Born in Lisbon ( Portugal) in 1934, Paula Rego is internationally known by her magical realism.
In 1952, she moved in London to study fine art in the Slade School of Art.
after it with her husband, Victor Willing himself an artist, moved in Portugal where she would be the bursary of Calouste Gloubenkian Foundation.
After it she was appointed, selected from many institutions making her a really successful artist.
Visiting Lecturer in Painting Slade School of Art
Appointed the First National Gallery Associate Artist
Honorary Master of Art, Winchester School of Art, 12 June
Honorary Doctorate of Letters, University of St. Andrews, Scotland, 24 June
Honorary Doctorate of Letters, University of East Anglia, Norwich, 8 July
Honorary Doctorate of Letters, Rhode Island School of Design, USA, 3 June
Honorary Doctorate of Letters, The London Institute, 23 May
Grã Cruz da Ordem de Sant’Iago da Espada presented by the President of Portugal
Commissioned by the Royal Mail to produce a set of Jane Eyre Stamps
Honorary Doctorate of Letters, Oxford University, June
Honorary Doctorate of Letters, Roehampton University, July
Her work is based on real life stories either from her personal experience or just form myths or fairy tales, normally with a very dramatic narrative.

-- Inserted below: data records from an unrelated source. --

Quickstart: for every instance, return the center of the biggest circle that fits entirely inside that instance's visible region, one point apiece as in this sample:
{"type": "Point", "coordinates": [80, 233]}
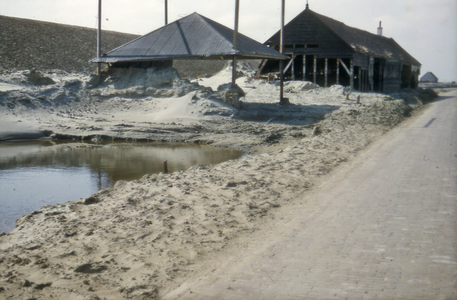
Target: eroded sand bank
{"type": "Point", "coordinates": [144, 238]}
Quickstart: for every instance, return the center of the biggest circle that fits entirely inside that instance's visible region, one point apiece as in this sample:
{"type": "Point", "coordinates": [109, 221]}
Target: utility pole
{"type": "Point", "coordinates": [235, 41]}
{"type": "Point", "coordinates": [282, 100]}
{"type": "Point", "coordinates": [166, 12]}
{"type": "Point", "coordinates": [99, 35]}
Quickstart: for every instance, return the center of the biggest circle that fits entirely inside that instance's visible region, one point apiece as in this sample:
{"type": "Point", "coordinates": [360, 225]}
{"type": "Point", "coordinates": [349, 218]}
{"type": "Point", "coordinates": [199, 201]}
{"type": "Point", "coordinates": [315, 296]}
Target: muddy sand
{"type": "Point", "coordinates": [143, 239]}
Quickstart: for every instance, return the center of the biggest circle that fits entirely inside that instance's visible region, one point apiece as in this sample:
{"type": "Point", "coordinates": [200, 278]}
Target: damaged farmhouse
{"type": "Point", "coordinates": [327, 52]}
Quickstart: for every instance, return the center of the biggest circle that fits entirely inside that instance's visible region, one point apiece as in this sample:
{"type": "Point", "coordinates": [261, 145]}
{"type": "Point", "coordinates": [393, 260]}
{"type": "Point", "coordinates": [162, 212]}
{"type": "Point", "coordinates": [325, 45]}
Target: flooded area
{"type": "Point", "coordinates": [38, 173]}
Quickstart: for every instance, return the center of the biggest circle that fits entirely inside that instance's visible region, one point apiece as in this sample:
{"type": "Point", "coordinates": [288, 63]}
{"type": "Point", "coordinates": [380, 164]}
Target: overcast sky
{"type": "Point", "coordinates": [427, 29]}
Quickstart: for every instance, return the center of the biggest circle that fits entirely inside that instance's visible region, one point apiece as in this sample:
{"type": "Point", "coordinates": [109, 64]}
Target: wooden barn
{"type": "Point", "coordinates": [328, 52]}
{"type": "Point", "coordinates": [429, 77]}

Although her dramatic scenes are criticized by some individuals, the power of her paintings, from the content to the actual technique impress everyone.
In Cascais (Lisbon) in 2009 she opened her own museum built by the architect Eduardo Souto Moura. This museum has a permanent exhibition featuring work with her husband, Victor Willing, and also smaller exhibition.

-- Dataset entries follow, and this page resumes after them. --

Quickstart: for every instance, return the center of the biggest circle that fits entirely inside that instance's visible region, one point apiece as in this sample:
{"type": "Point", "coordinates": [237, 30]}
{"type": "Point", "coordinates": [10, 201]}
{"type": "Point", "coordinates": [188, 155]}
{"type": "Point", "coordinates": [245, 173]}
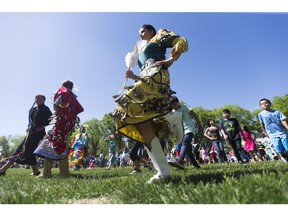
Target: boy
{"type": "Point", "coordinates": [231, 130]}
{"type": "Point", "coordinates": [274, 126]}
{"type": "Point", "coordinates": [189, 129]}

I have been at this museum several times and I do recommend for everyone to go and visit because the all environment of the museum is really inspiring.
Down below are some of her work (otherwise I would need to feel up the intire blog with her work).
Paula Rego paints a world of dark fairy tale where childhood stories are thin guises for psycho-sexual intrigue and taboo, where magical realism rules, where nothing is certain except the witchy powers of feminism, and the underlying notion that nothing is as it seems.
Inspired by a story a friend had written for her, Paula Rego draws her Dog Woman in pastels, referencing the raw physicality of Degas’ drawings. “To be a dog woman is not necessarily to be downtrodden; that has very little to do with it,” She explained, “In these pictures every woman’s a dog woman, not downtrodden, but powerful. To be bestial is good. It’s physical. Eating, snarling, all activities to do with sensation are positive. To picture a woman as a dog is utterly believable.”
In Swallows The Poison Apple, Paula Rego revises the tale of Snow White to expose the fallible value of youth. Dressed in traditional Disney garb, this Snow White isn’t a beautiful princess, but a middle-aged woman. Pictured moments after eating the poison apple, she lays sprawled amidst overturned furniture, suggesting painful and violent demise. Clutching her skirts, she alludes to her sexual nature, as if clinging to something slipping away. Her body lies between a blanket adorned with spring blossoms, and a sinister backdrop of red and black. Rego illustrates the conflict of reality encroaching on the socially imposed myths of female worth, construing aging as both a physical and psychological violation.